A number of years ago, my wife was getting her new classroom set up, and I was helping her out for the day. I was carrying boxes back and forth from the car to her classroom. It was a hot Saturday, and the school was locked up for the day. As a teacher, she was obviously allowed to be there, getting her room ready for the new school year.
Well, on this day I was trudging across the lawn with a heavy box, trying to keep it from falling apart. I sensed something, my Spidey senses tingling, and I looked behind me. 15 feet away, about 6 police officers were walking toward me, hands poised on guns, the lead officer red-faced and yelling at me.
They thought I was ignoring them. Their response was therefore angry, aggressive, and in my opinion an overreaction. I had a box in my hands, and I was walking slowly. What did they think I was going to do?
[Stomach sinks. Goosebumps spread. Thanks given for not wetting pants.]
The situation was defused when my wife came out and set them straight. Personally I was still a bit shook up by the encounter. A gun makes me uneasy when someone’s hand is resting on it, ready to draw.
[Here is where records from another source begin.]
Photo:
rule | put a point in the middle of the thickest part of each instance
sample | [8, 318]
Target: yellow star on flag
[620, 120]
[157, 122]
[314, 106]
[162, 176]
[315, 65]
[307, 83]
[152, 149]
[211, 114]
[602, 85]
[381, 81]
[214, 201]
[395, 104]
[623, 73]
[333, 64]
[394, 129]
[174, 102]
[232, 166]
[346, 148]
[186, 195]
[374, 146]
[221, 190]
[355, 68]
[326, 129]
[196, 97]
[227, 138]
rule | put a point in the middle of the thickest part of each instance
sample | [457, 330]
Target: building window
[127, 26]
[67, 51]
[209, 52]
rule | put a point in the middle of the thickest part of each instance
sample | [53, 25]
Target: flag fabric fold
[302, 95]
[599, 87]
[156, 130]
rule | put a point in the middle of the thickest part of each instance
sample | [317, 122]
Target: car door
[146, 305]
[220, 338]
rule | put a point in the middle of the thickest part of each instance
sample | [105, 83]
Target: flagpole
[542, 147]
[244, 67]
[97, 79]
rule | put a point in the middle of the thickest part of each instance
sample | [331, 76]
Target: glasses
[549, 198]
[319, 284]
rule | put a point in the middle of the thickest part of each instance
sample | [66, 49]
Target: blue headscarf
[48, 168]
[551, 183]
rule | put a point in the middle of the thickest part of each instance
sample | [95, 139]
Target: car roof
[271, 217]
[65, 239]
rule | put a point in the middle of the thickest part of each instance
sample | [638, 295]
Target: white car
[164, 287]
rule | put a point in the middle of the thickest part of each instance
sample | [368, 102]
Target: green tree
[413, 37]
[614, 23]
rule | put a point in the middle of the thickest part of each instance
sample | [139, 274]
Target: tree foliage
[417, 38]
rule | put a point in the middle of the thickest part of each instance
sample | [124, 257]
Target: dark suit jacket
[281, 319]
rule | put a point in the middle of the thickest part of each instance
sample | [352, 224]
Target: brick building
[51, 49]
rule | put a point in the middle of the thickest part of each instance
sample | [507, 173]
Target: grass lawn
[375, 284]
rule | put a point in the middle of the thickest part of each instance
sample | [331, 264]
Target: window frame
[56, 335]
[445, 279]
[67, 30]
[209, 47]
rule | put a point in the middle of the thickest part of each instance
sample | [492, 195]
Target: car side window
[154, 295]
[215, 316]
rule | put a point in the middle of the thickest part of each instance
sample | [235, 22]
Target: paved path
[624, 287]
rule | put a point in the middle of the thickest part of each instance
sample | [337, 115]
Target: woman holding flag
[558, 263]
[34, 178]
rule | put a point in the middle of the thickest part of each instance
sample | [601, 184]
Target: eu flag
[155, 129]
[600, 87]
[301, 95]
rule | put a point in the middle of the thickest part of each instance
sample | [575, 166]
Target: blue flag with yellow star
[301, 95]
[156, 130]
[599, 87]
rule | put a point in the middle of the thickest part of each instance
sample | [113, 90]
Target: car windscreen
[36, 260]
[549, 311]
Why can’t they assume that I am deaf and not ignoring them?
This post isn’t to make anyone feel bad about assuming that we’re ignoring you. I do get it. I hate to be ignored. My kids do it all the time when they’re mad at me for some consequence they have to accept for breaking rules. “I’m disengaging from this conversation,” says the 7-year-old, using our own words.
It’s a messed up situation sometimes. It seems there’s nothing I can personally do that will eliminate the problem. Sometimes I try to avoid it by being extra attentive, but that creates another problem: you think I’m watching you too closely, and it wigs you out.
[stares at the cashier in case a question is asked]
[quickly gets card out]
[stares at the cashier, who begins to look at him funny]
I’m not a stalker, I promise. I’m just trying not to miss what you might say.
I have had a habit of saying, when I realize someone had been talking to me, “Sorry. I’m deaf.” I don’t want to say this anymore, because I’m not sorry I’m deaf. I shouldn’t feel sorry if I miss something, because it’s really not anyone’s fault.
Sometimes the situations are a little absurd. My first job was working as a stockperson in a produce store. I remember one day I was stocking the Romaine lettuce LIKE A BOSS. It went like this:
[Me, stocking Romaine, thinking bet this is the best anyone has ever stacked Romaine.]
[Elderly lady approaches me from behind and says, “Excuse me, can you help me?”]
[I go on with my Romaine-stacking self, pretty satisfied with my work. I admire the handiwork and make adjustments.]
[The lady repeats herself and gets increasingly angry, her voice rising each time until she is yelling, while my boss is across the store laughing his butt off]
[I move on to the Green Leaf lettuce, the lady storms off angrily.]
Yeah. That happened.
This post is a simple request, and one that I hope you actually take the time to share with all your friends. It’s not at all the most important message I have to share, but it’s still one that I want people to get.
If you don’t know us, stop assuming that we’re ignoring you.
Instead, if someone doesn’t respond to you, please think: Perhaps the person doesn’t hear me.
Perhaps the person isn’t deaf, but distracted, and you only need to say it again.
Perhaps the person IS deaf, but doesn’t know you said anything. Get our attention and try again.
If the person does turn out to be deaf, know that there are various methods, and what works for each person is different. Here’s a post I wrote about that: I can’t always lip-read you, and please stop shouting.
You know what? If it turns out that the person really was ignoring you, then by all means, give him the evil eye.